Question

smallest positive integer in the set = {6x+15y | x,y integers}

Answer 1

21xy? I can't really understand what you mean..

Answer 2

My guess is that it is asking what the minimum value of that quantity is.

Answer 3

can you clarify?

Answer 4

Oh ok well, idk o.o sorry

Answer 5

the set is such that it contains all values described by 6x+15y where x and y are integers, for example if x=y=1 then the number would be 6(1)+15(1) = 21, so 21 is in the set, if x= -1 and y= 2 then the number would be 6(-1) + 15(2) = 24 so 24 is in the set, what is the smallest positive integer in the set?

Answer 6

smallest positive, that changes things, ok, so, let's see

Answer 7

wht have you tried so far mick?

Answer 8

i've tried "im pretty sure its 3" so far, but i cant justify it

Answer 9

so, that sounds reasonable to me, now just so I know what I can use here, what level class is this? High school, college?

Answer 10

Can 0 be an interger caus it know it means a number, so if it was 6(0) + 15(0) = 21

Answer 11

sorry i*

Answer 12

0 isn't usually considered a positive integer, it's sort of on it's own, but if it was included, that would work, (i think this question implies a>0 )

Answer 13

Very nice thought process trin

Answer 14

its a second year university number theory course

Answer 15

Hint : \(\gcd(a,b)\) is the smallest positive integer that can be written as \(ax+by\)

Answer 16

So now, mick, the first thing I'm gonna hint at is, can you factor something out of 6x +15y?

Answer 17

hmm. oh, ok hmm. and thanks. Before I go I would look up smallest positive integers and find one that fits! Im only in 6th grade and is advanced but I will try to figure it out :)

Answer 18

Keep it up trin!

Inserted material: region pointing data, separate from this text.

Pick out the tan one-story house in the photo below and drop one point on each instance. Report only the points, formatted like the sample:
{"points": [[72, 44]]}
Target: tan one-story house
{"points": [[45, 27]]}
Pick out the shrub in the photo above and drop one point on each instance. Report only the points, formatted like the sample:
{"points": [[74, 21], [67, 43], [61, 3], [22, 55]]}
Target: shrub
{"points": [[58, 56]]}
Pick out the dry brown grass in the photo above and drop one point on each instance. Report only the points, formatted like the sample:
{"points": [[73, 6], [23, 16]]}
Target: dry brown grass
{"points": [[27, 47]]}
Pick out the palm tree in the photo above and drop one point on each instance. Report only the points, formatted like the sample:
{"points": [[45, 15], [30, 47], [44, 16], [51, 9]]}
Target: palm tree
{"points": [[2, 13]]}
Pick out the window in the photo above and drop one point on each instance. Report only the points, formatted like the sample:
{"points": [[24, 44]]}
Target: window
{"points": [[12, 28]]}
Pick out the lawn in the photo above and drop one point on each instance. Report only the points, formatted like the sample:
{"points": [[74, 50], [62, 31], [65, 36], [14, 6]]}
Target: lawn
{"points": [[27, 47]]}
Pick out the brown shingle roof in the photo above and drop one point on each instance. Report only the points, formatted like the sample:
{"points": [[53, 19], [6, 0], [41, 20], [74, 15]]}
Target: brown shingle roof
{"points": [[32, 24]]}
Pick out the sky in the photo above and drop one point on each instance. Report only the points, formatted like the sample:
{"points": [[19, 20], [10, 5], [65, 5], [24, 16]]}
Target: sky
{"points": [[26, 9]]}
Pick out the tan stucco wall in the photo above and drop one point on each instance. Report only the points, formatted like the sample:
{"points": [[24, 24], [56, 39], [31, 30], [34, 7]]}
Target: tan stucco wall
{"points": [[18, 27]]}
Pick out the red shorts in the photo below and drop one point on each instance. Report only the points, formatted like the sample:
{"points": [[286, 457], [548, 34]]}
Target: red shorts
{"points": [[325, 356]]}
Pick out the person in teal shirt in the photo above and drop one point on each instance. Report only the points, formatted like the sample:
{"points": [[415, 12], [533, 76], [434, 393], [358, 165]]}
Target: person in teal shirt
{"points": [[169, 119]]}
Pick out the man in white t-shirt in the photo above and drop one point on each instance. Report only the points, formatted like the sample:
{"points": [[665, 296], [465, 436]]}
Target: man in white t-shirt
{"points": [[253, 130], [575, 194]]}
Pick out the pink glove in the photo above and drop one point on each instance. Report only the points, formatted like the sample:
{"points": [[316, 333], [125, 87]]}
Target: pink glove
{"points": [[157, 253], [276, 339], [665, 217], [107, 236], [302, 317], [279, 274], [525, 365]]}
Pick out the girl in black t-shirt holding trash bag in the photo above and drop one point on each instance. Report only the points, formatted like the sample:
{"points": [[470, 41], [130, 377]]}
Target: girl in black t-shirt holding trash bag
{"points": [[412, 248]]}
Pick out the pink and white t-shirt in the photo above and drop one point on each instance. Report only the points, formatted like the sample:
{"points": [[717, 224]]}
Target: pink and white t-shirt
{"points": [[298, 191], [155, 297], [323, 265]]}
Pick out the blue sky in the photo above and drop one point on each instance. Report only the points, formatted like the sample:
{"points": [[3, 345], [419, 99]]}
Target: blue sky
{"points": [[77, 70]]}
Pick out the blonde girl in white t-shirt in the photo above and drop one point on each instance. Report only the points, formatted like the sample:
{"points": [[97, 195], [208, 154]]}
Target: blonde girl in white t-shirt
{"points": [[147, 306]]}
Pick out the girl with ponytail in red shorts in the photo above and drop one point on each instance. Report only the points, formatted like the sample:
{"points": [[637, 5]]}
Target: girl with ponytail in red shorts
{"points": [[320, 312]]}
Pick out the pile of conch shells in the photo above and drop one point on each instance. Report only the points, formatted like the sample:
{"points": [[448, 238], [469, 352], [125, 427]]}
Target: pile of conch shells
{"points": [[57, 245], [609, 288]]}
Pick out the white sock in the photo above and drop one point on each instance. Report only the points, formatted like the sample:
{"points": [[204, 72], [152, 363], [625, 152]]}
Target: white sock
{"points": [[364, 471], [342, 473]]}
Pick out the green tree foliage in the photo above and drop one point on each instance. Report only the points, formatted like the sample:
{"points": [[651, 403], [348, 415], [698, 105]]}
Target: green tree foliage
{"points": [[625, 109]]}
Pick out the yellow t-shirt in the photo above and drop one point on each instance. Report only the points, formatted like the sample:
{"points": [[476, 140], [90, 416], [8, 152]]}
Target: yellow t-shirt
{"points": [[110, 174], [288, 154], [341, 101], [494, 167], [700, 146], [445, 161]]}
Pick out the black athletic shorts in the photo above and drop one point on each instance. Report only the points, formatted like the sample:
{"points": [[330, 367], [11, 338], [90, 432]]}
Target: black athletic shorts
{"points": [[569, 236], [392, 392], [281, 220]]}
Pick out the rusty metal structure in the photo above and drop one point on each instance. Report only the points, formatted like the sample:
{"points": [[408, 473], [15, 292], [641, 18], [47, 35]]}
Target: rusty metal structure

That was an excellent attempt

Answer 19

But 0 sounds perfect because it is the only smallest positive number and like u said sometimes it can be counted as but not usually... try 1? maybe and Thanks! Gtg for tonight

Answer 20

yeah gcd(6,15) = 3 like @ganeshie8 said

Answer 21

alright, so that gives us 3(2x+5y) right?

Answer 22

Yea, 3 is a thought!

Answer 23

+1 for the 6th grader fascinated by numbers xD

Answer 24

so now, what is the smallest you can make (2x+5y)

Answer 25

1

Answer 26

right so the smallest 2x+5y can be is 1, now we factored out that 3 remember? so we can write that as 3(2x+5y)--> 3(1) which gives you your smallest possible value :)

Answer 27

we can't minimize 3

Answer 28

we can only minimize the parentheses, and from the given we can quickly find the minimum positive value there

Answer 29

as you did, so plug chug and direct proof accomplished :)

Answer 30

They are all prime too which makes this awesome!!!!! Just a side note :D

Answer 31

ok thanks,

Answer 32

np, any questions?

Answer 33

how do we know the minimm value of 2x+5y is 1 ?

Answer 34

x=-2 y=1, minimum integer >0

Answer 35

right, how did we figure out x = -2 and y=1 ?

Answer 36

I considered that obvious, I should have proven that, good catch

Answer 37

i don't think you have to prove 1 is the smallest positive integer

Answer 38

He wants us to show how we got -2 and 1, there's a way to show that

Answer 39

interesting, so are working it without usign gcd properties.. nice :)

Answer 40

(that was my first instinct here... I like simple haha)